SOWK 2013 Introduction to Social Work: APA Citations

Citation and Writing Assistance

Do you need help with citations or formatting?  The Citation Station is a resource area on the 1st floor of the John Vaughan Library, near the atrium, which has life-sized samples of MLA and APA papers, official style manuals, English Composition I and II textbooks, as well as a variety of other citation guides to help you.

Library tutor area

APA Style Guide

Publication manual of the American Psychological Association (7th ed.). (2020). Washington, D.C.: American Psychological Association.

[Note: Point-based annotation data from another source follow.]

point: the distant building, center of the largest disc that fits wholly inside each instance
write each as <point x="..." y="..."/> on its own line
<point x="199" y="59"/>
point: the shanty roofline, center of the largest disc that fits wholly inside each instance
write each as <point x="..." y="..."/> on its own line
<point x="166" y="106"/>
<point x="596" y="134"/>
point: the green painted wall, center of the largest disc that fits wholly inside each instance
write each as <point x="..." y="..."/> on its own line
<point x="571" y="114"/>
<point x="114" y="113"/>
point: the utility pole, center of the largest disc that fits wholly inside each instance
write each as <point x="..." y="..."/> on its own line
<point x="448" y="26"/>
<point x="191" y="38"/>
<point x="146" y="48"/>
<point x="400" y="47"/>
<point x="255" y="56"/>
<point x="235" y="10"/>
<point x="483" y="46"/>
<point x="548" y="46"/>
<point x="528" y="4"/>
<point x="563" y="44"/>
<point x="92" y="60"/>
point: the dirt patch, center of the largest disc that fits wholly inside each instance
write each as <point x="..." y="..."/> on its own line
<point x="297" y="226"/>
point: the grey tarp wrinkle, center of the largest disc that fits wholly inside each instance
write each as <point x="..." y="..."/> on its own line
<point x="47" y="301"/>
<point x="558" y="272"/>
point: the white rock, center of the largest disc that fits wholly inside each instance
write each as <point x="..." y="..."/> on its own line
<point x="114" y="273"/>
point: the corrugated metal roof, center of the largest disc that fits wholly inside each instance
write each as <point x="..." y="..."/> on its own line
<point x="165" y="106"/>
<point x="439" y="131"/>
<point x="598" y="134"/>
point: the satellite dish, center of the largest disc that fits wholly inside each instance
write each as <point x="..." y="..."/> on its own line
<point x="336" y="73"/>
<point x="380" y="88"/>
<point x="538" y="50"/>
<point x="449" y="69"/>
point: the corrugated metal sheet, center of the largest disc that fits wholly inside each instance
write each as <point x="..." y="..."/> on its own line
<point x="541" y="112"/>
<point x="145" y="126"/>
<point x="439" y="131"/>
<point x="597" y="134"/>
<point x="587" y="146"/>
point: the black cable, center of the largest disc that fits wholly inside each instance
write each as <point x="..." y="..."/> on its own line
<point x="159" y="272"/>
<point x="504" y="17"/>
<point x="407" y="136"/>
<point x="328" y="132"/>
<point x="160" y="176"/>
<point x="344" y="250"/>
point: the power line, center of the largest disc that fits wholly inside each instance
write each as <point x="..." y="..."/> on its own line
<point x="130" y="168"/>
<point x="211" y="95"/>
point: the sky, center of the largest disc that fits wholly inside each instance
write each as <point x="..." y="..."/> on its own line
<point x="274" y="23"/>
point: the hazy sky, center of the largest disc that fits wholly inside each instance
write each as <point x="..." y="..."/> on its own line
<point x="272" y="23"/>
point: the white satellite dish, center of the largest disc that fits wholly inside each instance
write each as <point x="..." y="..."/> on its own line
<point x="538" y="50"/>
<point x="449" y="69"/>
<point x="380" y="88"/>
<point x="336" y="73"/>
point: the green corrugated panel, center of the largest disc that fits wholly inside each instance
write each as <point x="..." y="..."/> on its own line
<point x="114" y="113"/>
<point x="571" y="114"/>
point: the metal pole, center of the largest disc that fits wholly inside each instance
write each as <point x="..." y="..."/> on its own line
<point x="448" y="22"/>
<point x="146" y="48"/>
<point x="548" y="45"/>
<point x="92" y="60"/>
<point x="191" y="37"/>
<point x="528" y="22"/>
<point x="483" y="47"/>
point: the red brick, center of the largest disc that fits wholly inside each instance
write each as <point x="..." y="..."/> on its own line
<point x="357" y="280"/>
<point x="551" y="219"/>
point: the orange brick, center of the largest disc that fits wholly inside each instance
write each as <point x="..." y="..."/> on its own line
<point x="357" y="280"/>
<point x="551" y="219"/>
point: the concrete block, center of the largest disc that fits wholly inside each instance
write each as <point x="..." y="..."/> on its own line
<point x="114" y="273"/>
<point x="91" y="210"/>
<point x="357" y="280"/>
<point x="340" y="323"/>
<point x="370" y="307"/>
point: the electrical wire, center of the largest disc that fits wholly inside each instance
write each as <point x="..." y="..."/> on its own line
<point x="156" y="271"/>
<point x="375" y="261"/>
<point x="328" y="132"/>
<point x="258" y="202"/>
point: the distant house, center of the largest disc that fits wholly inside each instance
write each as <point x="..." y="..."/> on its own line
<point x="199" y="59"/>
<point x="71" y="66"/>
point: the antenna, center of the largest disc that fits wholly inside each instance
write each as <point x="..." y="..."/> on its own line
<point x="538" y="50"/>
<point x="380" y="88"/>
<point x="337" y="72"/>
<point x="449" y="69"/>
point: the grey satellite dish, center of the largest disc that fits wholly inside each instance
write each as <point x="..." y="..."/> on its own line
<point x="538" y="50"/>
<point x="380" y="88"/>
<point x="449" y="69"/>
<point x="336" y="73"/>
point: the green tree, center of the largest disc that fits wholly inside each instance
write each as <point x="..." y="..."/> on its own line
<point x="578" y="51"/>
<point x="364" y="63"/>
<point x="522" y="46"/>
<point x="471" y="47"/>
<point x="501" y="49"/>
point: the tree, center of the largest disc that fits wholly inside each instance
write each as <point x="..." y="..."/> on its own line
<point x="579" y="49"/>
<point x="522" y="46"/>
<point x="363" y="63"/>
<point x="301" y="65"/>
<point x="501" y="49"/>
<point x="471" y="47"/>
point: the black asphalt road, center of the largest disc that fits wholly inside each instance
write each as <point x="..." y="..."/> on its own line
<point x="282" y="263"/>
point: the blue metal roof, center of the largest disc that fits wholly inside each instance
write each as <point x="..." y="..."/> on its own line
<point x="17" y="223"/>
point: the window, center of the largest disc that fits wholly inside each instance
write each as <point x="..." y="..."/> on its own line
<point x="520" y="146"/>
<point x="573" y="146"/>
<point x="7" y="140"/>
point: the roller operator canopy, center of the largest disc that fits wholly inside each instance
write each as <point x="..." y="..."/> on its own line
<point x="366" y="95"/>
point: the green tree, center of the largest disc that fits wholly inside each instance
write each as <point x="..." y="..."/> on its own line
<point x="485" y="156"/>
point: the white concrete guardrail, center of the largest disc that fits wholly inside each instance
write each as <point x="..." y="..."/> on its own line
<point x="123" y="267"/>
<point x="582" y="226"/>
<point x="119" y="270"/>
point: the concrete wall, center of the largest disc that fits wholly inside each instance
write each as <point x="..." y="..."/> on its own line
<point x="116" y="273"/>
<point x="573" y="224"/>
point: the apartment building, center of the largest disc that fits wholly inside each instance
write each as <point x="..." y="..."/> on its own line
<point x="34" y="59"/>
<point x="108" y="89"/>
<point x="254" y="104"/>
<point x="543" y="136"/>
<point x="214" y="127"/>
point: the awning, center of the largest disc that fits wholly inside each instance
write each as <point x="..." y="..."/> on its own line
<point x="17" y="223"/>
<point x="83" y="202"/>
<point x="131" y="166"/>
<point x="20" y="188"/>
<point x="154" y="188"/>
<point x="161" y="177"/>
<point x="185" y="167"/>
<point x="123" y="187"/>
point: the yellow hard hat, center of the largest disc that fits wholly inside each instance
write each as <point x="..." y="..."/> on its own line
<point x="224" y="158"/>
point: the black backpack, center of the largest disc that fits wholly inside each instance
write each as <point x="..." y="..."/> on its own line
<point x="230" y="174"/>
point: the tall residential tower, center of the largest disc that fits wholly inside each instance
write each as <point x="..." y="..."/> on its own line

The library owns several copies of the style guide (see below). In the Broken Arrow campus library there are two copies of the 7th edition in reference (one copy in Ready Ref. BF76.7 .P83 2020 and a copy in regular reference); additionally there is also a copy on permanent reserve.

The American Psychological Association originally created a publication manual to provide a common structure for all journal manuscripts in the area of the social sciences.

Many other disciplines (including psychology, the behavioral sciences, nursing, personnel administration and many areas within education) have adopted this as their professional writing standard as well.

In an academic environment, you will often be expected to conform to this standard when writing. At this point, you should be mostly concerned with creating an accurate reference list using proper format and providing citations within the text to give credit for an idea or concept to the source from which you got it.

Important Note: There is a new citation format for articles found online (APA Style Guide to Electronic References, 2007). The biggest change is including the DOI (Digital Object Identifier) at the end of the citation instead of: Retrieved on date from name of database.   A link to this resource is below.

If there is no DOI listed (look on the item record and the first & last page of the article), replace that with Retrieved from name of database.